We start by translating the verbal information into chemical language. The solid $$X$$ is said to be a hydrated compound, i.e. it contains water of crystallisation. When $$X$$ is heated, it first loses water until only a monohydrate $$Y$$ remains.

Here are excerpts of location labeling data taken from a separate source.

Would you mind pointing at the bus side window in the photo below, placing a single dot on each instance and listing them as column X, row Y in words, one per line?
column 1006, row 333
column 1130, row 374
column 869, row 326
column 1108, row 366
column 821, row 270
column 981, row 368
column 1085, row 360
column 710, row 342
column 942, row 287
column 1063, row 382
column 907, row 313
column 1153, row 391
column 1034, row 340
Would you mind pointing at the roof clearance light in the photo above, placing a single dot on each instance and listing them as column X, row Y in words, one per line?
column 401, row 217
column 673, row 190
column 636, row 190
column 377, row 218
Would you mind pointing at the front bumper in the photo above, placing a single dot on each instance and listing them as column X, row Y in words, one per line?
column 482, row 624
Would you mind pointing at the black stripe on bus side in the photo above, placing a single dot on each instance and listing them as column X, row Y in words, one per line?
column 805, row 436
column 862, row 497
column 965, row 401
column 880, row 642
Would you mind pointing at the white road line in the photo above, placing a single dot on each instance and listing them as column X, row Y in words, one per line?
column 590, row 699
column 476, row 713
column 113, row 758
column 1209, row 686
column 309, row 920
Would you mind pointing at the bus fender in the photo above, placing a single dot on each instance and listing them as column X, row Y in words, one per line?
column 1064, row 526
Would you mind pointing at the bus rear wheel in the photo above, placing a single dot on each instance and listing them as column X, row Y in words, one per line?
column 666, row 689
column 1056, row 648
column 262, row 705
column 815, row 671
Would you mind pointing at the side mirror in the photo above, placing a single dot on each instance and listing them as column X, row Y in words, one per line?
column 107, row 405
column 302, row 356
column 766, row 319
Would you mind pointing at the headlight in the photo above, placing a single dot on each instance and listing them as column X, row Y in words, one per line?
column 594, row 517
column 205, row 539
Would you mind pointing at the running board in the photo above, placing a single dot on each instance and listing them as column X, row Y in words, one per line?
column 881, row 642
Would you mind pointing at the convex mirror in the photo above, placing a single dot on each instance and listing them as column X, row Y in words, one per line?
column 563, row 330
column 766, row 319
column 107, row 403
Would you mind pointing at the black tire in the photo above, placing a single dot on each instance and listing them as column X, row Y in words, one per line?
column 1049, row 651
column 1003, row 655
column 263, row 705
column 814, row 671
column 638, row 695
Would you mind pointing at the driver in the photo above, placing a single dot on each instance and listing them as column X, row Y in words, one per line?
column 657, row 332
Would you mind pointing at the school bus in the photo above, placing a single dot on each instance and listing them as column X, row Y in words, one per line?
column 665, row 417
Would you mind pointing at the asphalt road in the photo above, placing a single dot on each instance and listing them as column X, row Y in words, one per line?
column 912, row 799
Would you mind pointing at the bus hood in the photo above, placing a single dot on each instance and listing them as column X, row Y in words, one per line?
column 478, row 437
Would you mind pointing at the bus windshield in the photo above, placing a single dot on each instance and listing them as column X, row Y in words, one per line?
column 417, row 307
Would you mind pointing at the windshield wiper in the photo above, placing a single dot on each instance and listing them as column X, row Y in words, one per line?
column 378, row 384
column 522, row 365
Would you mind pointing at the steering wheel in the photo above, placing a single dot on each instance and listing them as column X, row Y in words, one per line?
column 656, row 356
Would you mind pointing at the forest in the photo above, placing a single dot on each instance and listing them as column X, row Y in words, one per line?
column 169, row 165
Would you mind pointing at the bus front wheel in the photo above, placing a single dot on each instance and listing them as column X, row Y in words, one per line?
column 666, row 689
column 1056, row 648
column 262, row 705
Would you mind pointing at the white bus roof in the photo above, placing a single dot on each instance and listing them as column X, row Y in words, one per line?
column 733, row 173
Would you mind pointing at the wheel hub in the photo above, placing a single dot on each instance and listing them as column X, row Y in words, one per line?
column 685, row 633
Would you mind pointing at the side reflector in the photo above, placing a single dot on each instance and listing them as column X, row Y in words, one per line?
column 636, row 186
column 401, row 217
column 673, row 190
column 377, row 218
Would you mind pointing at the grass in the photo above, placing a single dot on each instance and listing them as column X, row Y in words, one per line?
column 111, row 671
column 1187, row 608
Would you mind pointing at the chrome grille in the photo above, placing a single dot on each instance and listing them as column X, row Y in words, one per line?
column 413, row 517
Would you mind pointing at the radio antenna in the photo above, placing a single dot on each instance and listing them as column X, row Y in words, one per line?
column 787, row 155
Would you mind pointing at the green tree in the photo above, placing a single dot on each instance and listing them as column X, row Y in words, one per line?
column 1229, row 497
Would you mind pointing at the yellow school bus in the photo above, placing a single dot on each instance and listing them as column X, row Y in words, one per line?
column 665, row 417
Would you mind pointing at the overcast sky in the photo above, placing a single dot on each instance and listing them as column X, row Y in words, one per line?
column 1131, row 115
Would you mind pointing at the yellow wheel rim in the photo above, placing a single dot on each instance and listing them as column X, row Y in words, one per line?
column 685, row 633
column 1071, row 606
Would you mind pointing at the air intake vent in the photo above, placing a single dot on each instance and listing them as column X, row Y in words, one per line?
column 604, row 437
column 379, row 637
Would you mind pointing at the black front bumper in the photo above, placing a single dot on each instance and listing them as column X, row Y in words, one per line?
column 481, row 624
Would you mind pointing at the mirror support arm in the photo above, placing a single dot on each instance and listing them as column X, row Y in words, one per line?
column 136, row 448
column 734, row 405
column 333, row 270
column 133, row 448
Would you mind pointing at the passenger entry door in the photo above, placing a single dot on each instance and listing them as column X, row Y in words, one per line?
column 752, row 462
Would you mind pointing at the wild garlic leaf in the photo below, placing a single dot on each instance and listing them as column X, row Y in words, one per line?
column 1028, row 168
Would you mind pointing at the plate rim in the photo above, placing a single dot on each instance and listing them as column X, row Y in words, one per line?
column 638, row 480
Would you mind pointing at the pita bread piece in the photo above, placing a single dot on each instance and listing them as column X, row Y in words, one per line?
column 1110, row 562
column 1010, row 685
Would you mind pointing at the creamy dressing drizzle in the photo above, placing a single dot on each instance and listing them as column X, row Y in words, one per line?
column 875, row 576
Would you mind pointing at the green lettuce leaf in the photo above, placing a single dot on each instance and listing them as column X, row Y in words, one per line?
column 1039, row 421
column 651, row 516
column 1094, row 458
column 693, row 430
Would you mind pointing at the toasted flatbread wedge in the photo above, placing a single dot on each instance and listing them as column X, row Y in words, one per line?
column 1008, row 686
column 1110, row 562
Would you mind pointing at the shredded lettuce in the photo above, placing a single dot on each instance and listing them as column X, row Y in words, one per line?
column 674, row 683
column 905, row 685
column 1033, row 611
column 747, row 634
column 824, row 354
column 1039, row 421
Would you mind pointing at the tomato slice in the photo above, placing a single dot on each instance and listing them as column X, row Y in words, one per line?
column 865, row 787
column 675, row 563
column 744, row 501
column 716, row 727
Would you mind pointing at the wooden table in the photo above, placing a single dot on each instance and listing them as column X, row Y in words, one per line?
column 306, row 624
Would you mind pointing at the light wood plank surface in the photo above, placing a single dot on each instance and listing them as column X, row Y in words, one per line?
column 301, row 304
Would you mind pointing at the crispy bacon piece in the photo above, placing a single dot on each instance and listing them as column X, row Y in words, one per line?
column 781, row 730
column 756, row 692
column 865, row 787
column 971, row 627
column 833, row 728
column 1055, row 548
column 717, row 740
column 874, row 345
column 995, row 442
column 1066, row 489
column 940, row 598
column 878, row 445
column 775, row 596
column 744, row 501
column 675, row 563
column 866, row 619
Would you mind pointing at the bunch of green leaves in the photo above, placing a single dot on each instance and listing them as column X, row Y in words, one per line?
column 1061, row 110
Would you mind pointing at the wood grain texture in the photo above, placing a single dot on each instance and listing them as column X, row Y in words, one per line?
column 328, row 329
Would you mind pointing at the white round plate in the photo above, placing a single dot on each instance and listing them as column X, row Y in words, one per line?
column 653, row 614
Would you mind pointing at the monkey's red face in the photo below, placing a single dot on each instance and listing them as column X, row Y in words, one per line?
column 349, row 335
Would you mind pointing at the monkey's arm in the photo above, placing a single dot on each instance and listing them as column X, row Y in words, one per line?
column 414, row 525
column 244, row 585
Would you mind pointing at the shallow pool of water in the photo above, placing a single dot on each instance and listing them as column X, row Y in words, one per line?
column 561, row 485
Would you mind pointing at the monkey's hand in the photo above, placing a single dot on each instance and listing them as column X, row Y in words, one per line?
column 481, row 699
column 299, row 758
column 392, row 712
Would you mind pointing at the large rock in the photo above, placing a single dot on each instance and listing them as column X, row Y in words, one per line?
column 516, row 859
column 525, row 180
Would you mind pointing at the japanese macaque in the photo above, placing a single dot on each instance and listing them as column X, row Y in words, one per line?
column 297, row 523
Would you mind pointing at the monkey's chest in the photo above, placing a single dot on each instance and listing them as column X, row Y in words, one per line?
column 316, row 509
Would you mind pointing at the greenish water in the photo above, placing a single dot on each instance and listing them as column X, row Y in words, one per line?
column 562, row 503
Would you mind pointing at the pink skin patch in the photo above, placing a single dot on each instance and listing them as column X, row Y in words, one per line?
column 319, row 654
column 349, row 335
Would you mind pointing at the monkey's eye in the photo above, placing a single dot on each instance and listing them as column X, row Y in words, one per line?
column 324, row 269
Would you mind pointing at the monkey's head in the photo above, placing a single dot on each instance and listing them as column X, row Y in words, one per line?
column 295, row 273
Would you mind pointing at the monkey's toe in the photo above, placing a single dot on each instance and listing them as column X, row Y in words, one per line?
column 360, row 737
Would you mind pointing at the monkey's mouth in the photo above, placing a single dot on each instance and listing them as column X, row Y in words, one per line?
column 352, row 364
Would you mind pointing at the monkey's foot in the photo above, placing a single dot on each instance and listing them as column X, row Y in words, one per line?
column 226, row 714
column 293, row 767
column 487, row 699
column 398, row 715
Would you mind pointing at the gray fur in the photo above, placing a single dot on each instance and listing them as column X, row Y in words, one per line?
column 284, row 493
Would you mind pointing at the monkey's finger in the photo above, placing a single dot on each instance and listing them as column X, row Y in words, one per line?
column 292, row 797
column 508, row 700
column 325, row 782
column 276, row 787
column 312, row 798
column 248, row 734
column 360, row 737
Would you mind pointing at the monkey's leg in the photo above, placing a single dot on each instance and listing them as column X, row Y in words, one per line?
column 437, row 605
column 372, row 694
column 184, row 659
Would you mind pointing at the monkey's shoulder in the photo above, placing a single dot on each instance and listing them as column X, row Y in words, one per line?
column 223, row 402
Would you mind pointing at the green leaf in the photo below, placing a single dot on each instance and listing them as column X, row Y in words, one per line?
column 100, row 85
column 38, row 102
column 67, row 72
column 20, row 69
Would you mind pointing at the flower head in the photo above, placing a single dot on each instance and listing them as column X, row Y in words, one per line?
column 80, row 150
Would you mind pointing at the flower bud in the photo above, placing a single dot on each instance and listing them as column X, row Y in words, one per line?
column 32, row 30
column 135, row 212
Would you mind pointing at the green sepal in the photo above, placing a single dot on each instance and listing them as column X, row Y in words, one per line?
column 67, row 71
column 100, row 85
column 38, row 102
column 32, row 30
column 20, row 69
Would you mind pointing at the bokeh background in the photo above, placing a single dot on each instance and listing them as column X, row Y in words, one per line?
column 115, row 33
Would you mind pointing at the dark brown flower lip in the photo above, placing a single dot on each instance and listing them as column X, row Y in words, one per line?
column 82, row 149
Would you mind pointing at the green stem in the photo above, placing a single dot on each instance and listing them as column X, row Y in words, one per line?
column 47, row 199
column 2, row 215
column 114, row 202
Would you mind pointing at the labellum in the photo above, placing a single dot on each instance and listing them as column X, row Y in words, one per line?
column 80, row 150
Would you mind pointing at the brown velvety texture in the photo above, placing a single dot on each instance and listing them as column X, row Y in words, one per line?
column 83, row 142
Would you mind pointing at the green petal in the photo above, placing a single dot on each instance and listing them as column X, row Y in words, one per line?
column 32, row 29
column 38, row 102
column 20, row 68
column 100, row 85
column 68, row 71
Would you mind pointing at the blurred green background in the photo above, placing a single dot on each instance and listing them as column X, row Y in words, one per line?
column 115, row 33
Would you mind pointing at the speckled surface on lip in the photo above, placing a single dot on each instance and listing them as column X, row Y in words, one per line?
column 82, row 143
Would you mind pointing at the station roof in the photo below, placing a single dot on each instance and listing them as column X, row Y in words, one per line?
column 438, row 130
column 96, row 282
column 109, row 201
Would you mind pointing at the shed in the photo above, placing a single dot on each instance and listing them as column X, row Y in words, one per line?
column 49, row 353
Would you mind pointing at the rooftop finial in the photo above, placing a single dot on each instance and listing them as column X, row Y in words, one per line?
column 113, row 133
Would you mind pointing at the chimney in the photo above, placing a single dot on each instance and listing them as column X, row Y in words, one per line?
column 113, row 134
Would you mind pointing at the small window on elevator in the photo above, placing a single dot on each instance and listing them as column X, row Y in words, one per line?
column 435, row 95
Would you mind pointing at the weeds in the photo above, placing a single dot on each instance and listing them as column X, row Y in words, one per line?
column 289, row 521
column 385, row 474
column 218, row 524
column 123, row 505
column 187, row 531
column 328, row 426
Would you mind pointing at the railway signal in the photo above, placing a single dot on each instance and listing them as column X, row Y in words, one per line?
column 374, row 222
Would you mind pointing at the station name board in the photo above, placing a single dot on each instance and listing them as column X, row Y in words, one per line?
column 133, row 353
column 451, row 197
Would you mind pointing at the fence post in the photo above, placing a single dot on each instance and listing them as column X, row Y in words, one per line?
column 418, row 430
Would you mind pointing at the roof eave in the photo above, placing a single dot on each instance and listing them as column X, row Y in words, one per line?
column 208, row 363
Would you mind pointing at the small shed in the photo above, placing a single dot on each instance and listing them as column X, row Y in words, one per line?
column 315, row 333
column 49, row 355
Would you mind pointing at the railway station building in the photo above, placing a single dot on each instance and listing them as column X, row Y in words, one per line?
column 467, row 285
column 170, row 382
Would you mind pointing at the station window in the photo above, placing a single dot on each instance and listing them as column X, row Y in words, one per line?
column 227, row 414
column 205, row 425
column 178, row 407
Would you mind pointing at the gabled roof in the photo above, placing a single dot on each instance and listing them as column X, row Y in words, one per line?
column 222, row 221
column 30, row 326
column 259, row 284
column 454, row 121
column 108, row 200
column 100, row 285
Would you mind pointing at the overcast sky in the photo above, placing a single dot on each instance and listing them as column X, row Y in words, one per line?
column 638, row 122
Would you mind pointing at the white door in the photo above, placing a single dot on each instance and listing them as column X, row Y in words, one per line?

Mathematically:

$$X \;{\xrightarrow{\text{mild heat}}}\; Y + \text{water vapour}$$

Again heating $$Y$$ above $$373\ \text{K}$$ removes its last molecule of water and produces an anhydrous white powder $$Z$$:

$$Y \;{\xrightarrow{T > 373\ \text{K} }}\; Z +$$ water vapour

The two-step loss of water strongly hints at sodium carbonate, because:

Formula for washing soda (decahydrate): $$\mathrm{Na_2CO_3\cdot 10H_2O}$$.

When gently heated (just above room temperature but below $$373\ \text{K}$$), washing soda loses $$9$$ of its $$10$$ water molecules and becomes the monohydrate:

$$\mathrm{Na_2CO_3\cdot 10H_2O}\;\;{\xrightarrow{\text{heat}}}\;\;\mathrm{Na_2CO_3\cdot H_2O} + 9\mathrm{H_2O}$$

Further heating the monohydrate above $$373\ \text{K}$$ drives off the last water molecule, giving anhydrous sodium carbonate, commonly called soda ash:

$$\mathrm{Na_2CO_3\cdot H_2O}\;\;{\xrightarrow{T > 373\ \text{K}}}\;\;\mathrm{Na_2CO_3} + \mathrm{H_2O}$$

Thus we can match each species with the symbols used in the question:

$$X = \mathrm{Na_2CO_3\cdot 10H_2O}\quad(\text{washing soda})$$

$$Y = \mathrm{Na_2CO_3\cdot H_2O}\quad(\text{monohydrate})$$

$$Z = \mathrm{Na_2CO_3}\quad($$ soda ash, a white anhydrous powder $$)$$

Comparing with the options, only choice A lists washing soda for $$X$$ and soda ash for $$Z$$.

Hence, the correct answer is Option A.